Однако король, обжегшийся на выкрутасах вокруг предыдущего обручения, рассуждал иначе. Он обратился прямо к Екатерине, прося ее позволить Александре отречься от своей веры. Получив отказ, король уступил и присоединился к мнению Рейтерхольма: пожалуй, юная королева может перейти в лютеранство уже в Швеции; впрочем, она и сама объявила, что намерена так поступить.
Взаимное чувство между шведским наследным принцем и российской великой княжной было, вне сомнения, истинным, однако за кулисами велась другая игра. Екатерина требовала от Швеции обязательства участвовать в ожидавшейся войне России против Франции, а кроме того, сомневаясь в надежности устного обещания короля, пожелала, чтобы он письменно заверил, что за Александрой будет сохранена свобода совести.
Юный король Густав IV Адольф, граф Хага. Королевская библиотека (Стокгольм)
Это последнее требование являлось одним из пунктов документа, подписать который короля попросили в самый день обручения, 22 сентября, всего за час до того, как он должен был отправиться во дворец! Поскольку прежде король уже устно обещал Александре полную свободу совести, он счел письменное заверение излишним; в гневе он изорвал бумагу в клочки. После того как король выставил ненавистного Рейтерхольма из комнаты, Стединку удалось убедить Густава Адольфа написать бумагу следующего содержания: «Надеюсь, императрица настолько знает меня, что не сомневается в нерушимости моих обещаний. Даю ей мое честное слово, что не буду отлучать великую княжну, мою будущую супругу, от отправления ее веры при условии соблюдения установлений шведских законов. Я не стану также прибегать к каким-либо убеждениям с целью склонить ее к смене вероисповедания».
О начале большого бала, устроенного по случаю обручения, было уже объявлено, и Екатерина, гости и духовенство собрались в тронном зале. После долгого ожидания Екатерина наконец получила записку короля.
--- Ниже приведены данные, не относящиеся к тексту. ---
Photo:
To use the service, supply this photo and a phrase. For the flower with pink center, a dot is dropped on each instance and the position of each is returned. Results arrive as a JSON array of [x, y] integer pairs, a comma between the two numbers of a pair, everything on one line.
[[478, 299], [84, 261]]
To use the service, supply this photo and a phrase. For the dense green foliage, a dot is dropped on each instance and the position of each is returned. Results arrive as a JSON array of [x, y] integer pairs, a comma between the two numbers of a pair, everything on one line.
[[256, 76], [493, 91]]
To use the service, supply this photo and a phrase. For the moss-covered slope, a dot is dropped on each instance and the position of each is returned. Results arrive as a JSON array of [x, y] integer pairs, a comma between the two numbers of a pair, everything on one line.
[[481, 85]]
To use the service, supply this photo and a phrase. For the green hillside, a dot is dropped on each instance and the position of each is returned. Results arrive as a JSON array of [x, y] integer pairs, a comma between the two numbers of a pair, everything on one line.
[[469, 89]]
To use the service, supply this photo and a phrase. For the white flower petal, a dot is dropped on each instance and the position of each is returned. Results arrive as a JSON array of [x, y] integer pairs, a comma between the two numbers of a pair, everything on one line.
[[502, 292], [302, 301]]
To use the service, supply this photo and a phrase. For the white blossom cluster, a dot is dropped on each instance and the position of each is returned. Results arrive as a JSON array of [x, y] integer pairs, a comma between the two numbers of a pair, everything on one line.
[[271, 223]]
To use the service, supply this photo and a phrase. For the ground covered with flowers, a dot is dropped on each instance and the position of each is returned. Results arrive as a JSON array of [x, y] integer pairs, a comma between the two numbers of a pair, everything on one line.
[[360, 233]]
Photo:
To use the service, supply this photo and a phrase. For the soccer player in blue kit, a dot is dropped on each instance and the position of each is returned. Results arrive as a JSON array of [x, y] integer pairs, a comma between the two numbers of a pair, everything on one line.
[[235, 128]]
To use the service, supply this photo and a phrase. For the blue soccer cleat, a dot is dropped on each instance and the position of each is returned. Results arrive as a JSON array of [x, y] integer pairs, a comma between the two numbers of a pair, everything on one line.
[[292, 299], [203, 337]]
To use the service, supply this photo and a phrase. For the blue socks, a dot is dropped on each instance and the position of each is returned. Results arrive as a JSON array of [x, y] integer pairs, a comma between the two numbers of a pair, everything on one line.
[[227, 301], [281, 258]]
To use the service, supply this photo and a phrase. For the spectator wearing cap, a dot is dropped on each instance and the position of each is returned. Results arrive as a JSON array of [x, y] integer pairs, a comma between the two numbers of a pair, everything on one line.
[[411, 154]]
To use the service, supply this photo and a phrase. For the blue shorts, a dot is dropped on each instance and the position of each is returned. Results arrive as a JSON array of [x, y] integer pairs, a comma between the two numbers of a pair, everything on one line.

Как и ожидалось, она зацепилась за формулировку «при условии соблюдения установлений шведских законов», церемония была отменена, и гостям оставалось разъехаться по домам.
Оскорбленная императрица поняла, что ее планы разрушены семнадцатилетним шведским королем, и на репутации Рейтерхольма появилось еще одно пятно. «Так из-за упрямства и суеверности Густава Адольфа, – писал фон Стединк, – провалился план, благодаря которому Швеция заняла бы место среди великих держав».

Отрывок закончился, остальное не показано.